The NJ Court system has set time goals for disposing of cases that are filed in their system. They rate cases by vicinage (county) and case type (criminal, civil, family, municipal, etc.). The report for the year July 2007 through June 2008 has just been published by the Administrative Office of the Courts. It shows that backlogs are down, despite the filings of new cases being up. If you’re having trouble falling asleep, you can read it here.
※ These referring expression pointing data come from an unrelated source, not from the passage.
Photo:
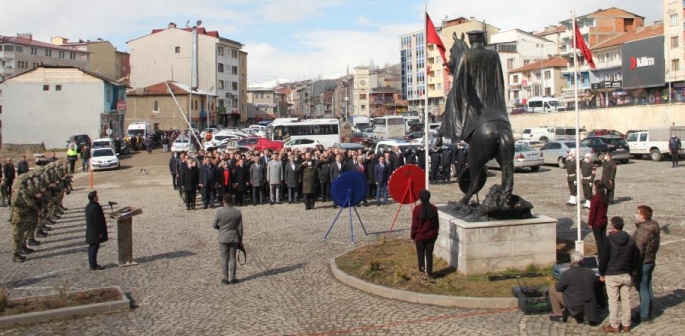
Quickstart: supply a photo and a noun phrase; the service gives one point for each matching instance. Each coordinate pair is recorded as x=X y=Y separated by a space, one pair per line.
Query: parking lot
x=286 y=286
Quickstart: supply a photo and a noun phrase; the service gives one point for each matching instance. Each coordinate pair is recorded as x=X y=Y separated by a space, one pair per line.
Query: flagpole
x=580 y=247
x=426 y=129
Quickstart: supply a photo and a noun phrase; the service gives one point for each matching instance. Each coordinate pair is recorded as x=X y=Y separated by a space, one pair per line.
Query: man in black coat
x=22 y=166
x=191 y=179
x=96 y=229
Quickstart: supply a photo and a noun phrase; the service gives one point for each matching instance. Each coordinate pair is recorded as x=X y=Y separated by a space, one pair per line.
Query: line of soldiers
x=36 y=202
x=588 y=171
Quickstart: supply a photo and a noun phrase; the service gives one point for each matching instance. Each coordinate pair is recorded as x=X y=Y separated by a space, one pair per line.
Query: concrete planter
x=95 y=308
x=413 y=297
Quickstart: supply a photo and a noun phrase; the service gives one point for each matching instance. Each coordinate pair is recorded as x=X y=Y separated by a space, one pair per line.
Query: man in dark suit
x=229 y=221
x=208 y=179
x=191 y=179
x=382 y=173
x=22 y=166
x=96 y=229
In the civil division (in which I am referred cases to mediate), statewide filings amounted to nearly 95,000 new cases. In the same time period, 109,000 cases were disposed of (basically, the cases ended due to a settlement, motion, judgment/trial, or lack of prosecution/defense). At the end of June 2008, there were 93,000 active cases. Of those, 17% were considered backlogged (past the expected time for a final disposition). The total number of cases backlogged is down 5% from the previous year.
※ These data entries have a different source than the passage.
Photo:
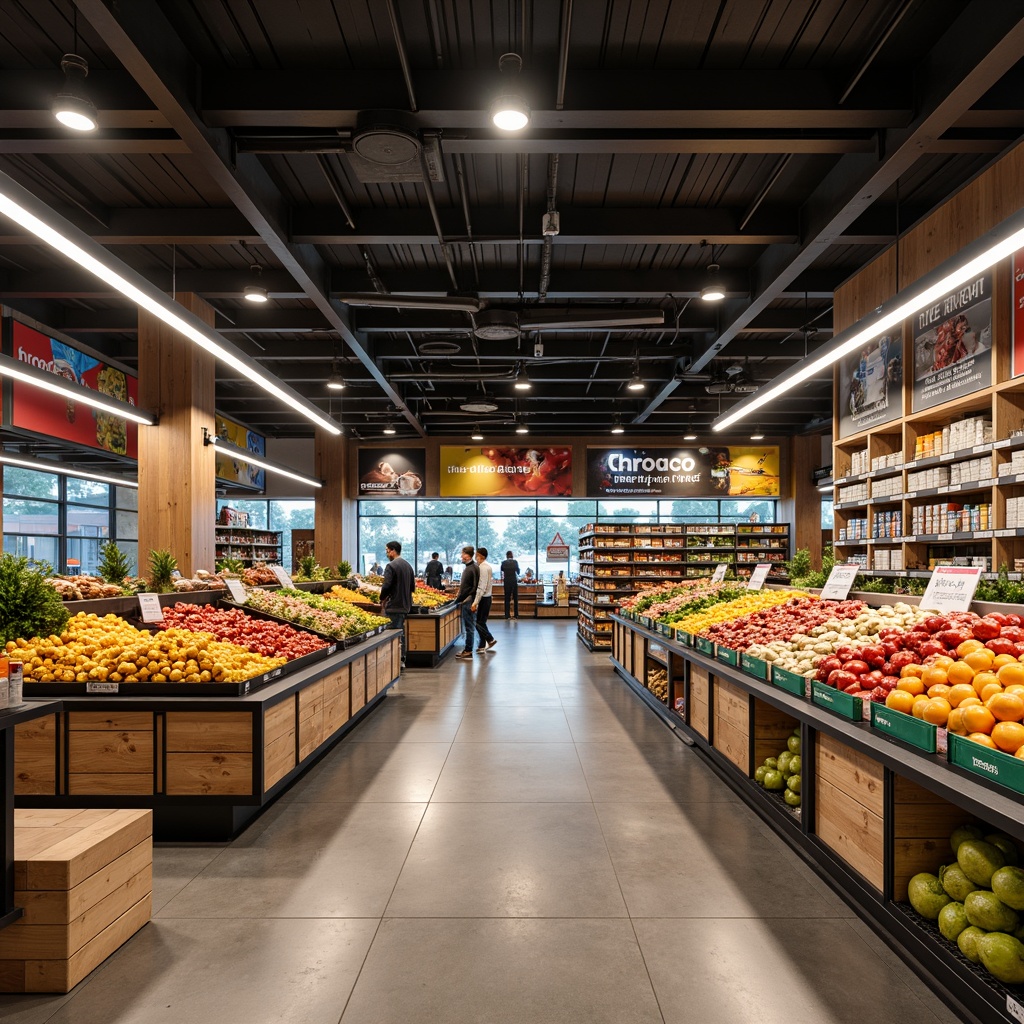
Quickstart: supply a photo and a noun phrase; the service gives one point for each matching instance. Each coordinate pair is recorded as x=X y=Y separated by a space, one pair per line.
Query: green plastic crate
x=837 y=701
x=999 y=768
x=904 y=727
Cases from the special civil part (claims less than $15,000) amounted to 608,000 filings and 601,000 dispositions (both up 17% from the previous year). 2% of special civil part are considered backlogged.
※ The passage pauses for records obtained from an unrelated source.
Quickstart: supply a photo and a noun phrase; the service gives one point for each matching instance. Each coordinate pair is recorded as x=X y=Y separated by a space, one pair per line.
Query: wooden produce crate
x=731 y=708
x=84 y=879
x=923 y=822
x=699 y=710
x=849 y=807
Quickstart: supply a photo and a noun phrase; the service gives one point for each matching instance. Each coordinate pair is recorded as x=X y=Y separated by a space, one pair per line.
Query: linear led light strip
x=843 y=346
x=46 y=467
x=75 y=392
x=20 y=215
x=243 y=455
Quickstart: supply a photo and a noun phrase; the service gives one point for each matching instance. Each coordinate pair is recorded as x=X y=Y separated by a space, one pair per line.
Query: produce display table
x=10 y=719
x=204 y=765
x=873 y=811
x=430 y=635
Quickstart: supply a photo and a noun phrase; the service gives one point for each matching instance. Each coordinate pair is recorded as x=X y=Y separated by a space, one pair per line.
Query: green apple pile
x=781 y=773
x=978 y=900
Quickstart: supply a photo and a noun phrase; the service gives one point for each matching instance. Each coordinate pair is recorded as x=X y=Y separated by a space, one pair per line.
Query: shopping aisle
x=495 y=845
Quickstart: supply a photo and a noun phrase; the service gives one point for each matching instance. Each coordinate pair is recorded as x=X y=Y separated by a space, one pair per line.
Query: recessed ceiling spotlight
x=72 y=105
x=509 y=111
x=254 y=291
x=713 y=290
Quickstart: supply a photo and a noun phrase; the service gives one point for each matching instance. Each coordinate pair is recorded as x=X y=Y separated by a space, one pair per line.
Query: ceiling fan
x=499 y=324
How about divorces (where I am also referred cases from)? Filings amounted to 68,000 (same as dispositions) over the year. That is up 2% from the previous year. 18,000 were active at the end of the year and of those 5% were backlogged.
One of the main reasons cases are sent to mediation is to get them resolved and off the court’s docket. The court simply does not have the resources to hear a million cases a year, along with all the associated motions, case management, settlement conferences, etc. The fact is only 1.8% of cases filed ever make it to trial. Mediation saves the litigants time, money and aggravation.
As a comparison, about 29% of all civil cases statewide resolve directly in mediation (my personal settlement rate in court assigned cases is about 50%). Even if the cases do not settle directly in mediation, mediation will lay the ground work for the settlement.